The human condition is one of constantly merging what we want with what we perceive — with what is in fact, reality. It sounds vanilla simple as ya read it, but we all know what a dangerous outlook human perception can be if it’s not aligned with the world’s merciless empirical truth.
I remember with a wincing smile the day I arrived at a friendly broker’s office to drop of an offer. It was way back in another life. I hadn’t seen this husband/wife team in over a year, so was lookin’ forward to the visit. When I arrived the wife happily remarked, “We were wondering who the chubby blond guy was.”
Ouch! Not exactly how I perceived myself.
That was the inauspicious beginning of my marathon career, another post altogether. Suffice to say, the next year or so saw a loss of 40-something pounds and over 7 inches on the waistline. Ultimately it was the consequence of merging reality with perception. The whole ‘perception is reality’ concept is true enough, but the so-called reality is often nothin’ but a mirage, as was my laughable ‘lean and mean’ self image.
Warning: Hard, brakeless segue.
The average loss suffered my the vast majority of IRAs and 401Ks has been over 40%. Yet from what I’ve seen first hand, read, and heard second hand, most folks still perceive themselves as having a diversified portfolio, even though 100% of their Qualified Plans are still hogtied to Wall Street.
Furthermore, they perceive a rocky road to the full recovery of their losses, while often not knowing what options they have to get that accomplished. The frustration is almost palpable.
The most effective adversary to long term capital growth is a loss. Duh. Yer smilin’, but let me finish. The consequences of a loss aren’t limited to the present. The bottom line effect is how many years your Plan is essentially on ‘pause’ while it makes up the losses. Only when you’ve regained the losses do you resume your journey on the growth highway. Meanwhile you stubbornly keep havin’ birthdays.
And there’s the rub.
Fact: Your 401K/IRA has suffered a discouraging loss. It’s time to focus on a strategy to get back to where you were, and resume growing.
First — recognize that you’ve not been ‘diversified’ regardless of what you’ve been told. Wall Street’s idea of diversification is akin to puttin’ a governor on a Ferrari, ensuring it can’t exceed 60 mph. Why would you do that on purpose? Don’t get me wrong, I’m not anti-stock market. I offer Max Whitmore as prima facie evidence.
Fact: Once you’ve sustained a significant loss, time is no longer your friend. You keep havin’ birthdays while the losses remain an ongoing reality.
Tick tock.
One option is to take the bull by the horns as it relates to your IRA or 401K. How? First, you must find out if you’re eligible to roll your current plan into a Self Directed IRA — not everyone has that on their menu.

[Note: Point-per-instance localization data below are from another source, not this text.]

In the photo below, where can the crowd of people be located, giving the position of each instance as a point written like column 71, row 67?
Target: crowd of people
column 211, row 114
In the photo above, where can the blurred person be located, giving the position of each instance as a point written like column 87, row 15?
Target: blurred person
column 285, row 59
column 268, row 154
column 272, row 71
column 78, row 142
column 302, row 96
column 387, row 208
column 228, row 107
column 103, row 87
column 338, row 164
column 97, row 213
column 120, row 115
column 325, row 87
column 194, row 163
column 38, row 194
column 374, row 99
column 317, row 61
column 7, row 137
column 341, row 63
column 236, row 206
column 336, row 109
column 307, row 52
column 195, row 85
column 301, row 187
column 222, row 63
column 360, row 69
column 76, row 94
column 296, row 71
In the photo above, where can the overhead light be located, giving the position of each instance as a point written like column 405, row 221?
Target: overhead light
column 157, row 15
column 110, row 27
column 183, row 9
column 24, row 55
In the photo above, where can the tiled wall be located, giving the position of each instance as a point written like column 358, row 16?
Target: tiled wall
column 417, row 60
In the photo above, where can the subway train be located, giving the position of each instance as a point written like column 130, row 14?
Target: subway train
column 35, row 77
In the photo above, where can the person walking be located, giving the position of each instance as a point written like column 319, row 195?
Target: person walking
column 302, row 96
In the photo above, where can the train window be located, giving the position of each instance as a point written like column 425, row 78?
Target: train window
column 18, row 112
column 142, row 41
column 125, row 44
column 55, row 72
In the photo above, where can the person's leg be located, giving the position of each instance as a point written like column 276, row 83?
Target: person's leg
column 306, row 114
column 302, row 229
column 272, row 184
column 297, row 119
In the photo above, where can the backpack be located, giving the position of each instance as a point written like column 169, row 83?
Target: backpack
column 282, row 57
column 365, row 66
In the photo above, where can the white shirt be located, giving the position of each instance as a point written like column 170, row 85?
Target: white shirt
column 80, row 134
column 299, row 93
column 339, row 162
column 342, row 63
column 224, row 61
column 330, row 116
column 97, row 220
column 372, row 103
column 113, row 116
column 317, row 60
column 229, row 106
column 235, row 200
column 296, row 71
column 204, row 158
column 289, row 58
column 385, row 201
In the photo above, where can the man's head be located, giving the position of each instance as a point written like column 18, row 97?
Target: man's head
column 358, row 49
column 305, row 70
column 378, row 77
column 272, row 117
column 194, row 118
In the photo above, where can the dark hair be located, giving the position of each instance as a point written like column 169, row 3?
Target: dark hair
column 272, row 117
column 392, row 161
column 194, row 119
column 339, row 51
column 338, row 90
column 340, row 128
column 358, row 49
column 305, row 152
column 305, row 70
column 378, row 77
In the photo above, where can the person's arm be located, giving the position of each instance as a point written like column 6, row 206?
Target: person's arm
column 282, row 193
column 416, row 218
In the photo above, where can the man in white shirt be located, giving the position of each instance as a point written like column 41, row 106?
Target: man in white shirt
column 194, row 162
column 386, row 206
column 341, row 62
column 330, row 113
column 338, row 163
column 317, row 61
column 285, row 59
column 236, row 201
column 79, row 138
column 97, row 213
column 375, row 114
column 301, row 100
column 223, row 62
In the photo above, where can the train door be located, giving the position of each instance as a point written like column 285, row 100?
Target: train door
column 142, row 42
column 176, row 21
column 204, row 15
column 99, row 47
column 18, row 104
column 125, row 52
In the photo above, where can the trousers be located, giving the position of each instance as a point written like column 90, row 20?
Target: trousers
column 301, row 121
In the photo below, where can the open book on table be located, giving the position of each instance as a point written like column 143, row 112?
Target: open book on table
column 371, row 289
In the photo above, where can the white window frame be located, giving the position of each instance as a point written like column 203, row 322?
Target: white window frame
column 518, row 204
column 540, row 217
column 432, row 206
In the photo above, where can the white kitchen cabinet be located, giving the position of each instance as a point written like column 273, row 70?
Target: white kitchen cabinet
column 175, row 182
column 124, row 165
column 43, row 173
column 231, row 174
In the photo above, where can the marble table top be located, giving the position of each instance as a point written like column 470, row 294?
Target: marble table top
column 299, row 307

For now, if you have a 401K from a former employer, you can probably roll it to a Self Directed IRA. Many over 59½ can also. More on that later.
The bottom line is, with an IRA whose funds are directly controlled by you — the funds can be invested — leveraged or not — into real estate. It’s not for everyone, but over the long run, your plan’s cash flow and capital growth will improve if a generous portion of your plan’s capital is directed towards real estate. For every 1% of real estate appreciation (leveraged — 1/3 down) your capital grows roughly 3% — which means if your plan’s real estate has a year of 3.5% appreciation, the stocks in your plan will hafta exceed 10% just to stay even.
That doesn’t account for the real estate investment’s cash flow, which will almost universally far outpace any dividends thrown off by stocks. Frankly, it’s an unfair contest from the start. But if you’re gonna begin making measurable headway in the race to regain your lost capital, ‘start’ is what you might wanna strongly consider.
I can show you how, and recommend highly experienced pros to guide you in every step of the process. Don’t risk your perception further clouding reality. The one thing none of us can do is put time on pause. Again — tick tock.